Today’s Google Doodle: Thanks, Ed
If you didn’t notice it, today’s Google Doodle caught my eye:
I can’t say I was familiar with Ed Roberts before seeing this, but I’m glad to have read about him and I thank Google for increasing awareness. In brief, Roberts was an early activist for disability rights. After a polio infection led to nearly complete paralysis, he fought for the right to live a complete life when that wasn’t the norm. He even had to fight to attend UC Berkeley after a dean there said, “We’ve tried cripples before and it didn’t work.” (Ref: Wikipedia) That was around the early 1960s.
It’s easy to forget how much things have changed and how how far we’ve come in that time. And how much farther we have yet to go. I’m able to live a productive, full life as a researcher and surgical resident because people like Ed Roberts fought tooth and nail for basic rights, like functional student housing and the ability to attend the university to which he had already been admitted. He constantly tried to change the idea that a person with a disability couldn’t be an active, contributing member of society. And while many people no longer think that way, many others still do. I often feel that it is my obligation to help change people’s minds through my own example.

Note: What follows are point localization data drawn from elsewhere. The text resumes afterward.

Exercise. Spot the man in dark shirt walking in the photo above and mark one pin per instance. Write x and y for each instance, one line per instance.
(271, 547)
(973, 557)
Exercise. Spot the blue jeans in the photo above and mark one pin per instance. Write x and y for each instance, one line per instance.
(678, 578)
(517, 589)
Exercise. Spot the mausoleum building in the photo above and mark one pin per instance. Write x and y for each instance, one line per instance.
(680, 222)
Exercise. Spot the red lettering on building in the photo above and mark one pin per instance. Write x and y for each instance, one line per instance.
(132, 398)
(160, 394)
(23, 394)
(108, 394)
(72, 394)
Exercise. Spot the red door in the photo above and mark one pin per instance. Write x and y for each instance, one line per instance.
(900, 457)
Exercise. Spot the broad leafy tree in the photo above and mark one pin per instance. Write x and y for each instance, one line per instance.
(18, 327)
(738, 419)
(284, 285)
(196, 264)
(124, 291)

I’ll be speaking at the Fourth Annual Access in Health Science and Medicine Symposium in April. The symposium is focused on improving access to health science and medical education for students with disabilities. The fact that we’re even able to have such a focused discussion speaks volumes to how much people like Ed Roberts changed the world.
While we work to solve the challenges of today facing students with disabilities, it’s important to look back and remember the people who helped make these kinds of discussions possible.